Unfortunately, the chemical leaks did not stop at the homes directly bordering the canal. An informal study conducted by the EPA found that 11 of 36 Love Canal residents tested had developed chromosome damage. This kind of damage is link to birth defects. The methods of the study were criticized by researchers because they did not compare blood samples with people living outside the Love Canal area. By the high incidence of miscarriages and birth defects was alarming. Of the fifteen babies born to Love Canal families between January 1979 and January 1980, the Love Canal Homeowner's Association reported that only two were normal. The others had birth defects or were stillborn.

Many of the residents remaining in the neighborhood were frightened and frustrated. They wanted to move but knew that no one would buy their homes. Jo Ann Kott, a Love Canal resident who had suffered a miscarriage and a stillborn, claimed: "I want a fair market value for my house and to get this nightmare over with." The Love Canal Homeowner's Association president, Lois Gibbs, sent a telegram to president Carter: "Don't let our people get lost in a sea of red tape as we watch our babies fighting sickness and growing up into an uncertain future." The distraught residents also held two EPA officials "hostage" for six hours in the Association's headquarters to draw attention to their plight.

President Carter responded by declaring the neighborhood covering six blocks from the canal as a federal emergency area in May of 1980. Four hundred more families were then evacuated. Their homes were boarded up and purchased with state and federal funds. Several lawsuits were filed against the Hooker Chemical Company. Their outcome will determine who will pay the cost of buying the homes, cleaning up the canal, and for the families.

What will become of the Love Canal neighborhood? The school and 227 homes near the canal have been demolished. Plans to have people move into some of the empty homes remaining are underway. In an attempt to make the area safe, the area has been capped with a new layer of clay. Trenches with drainage pipes have been built on both sides of the canal to capture chemically contaminated leachate.

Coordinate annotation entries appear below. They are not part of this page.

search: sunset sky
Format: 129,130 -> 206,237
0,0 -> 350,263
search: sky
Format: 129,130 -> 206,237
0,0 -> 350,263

But safety is still a major concern. In 1982 the federal government declared that houses more than a block and a half away from the canal were safe to live in. But a year later chemicals were discovered to be leaking from the canal and resettlement plans were put on hold. When and if the area will be safe is still unknown. A more frightening unknown concerning families who fled the Love Canal is what the long-term health effects will be for themselves and children yet to be born.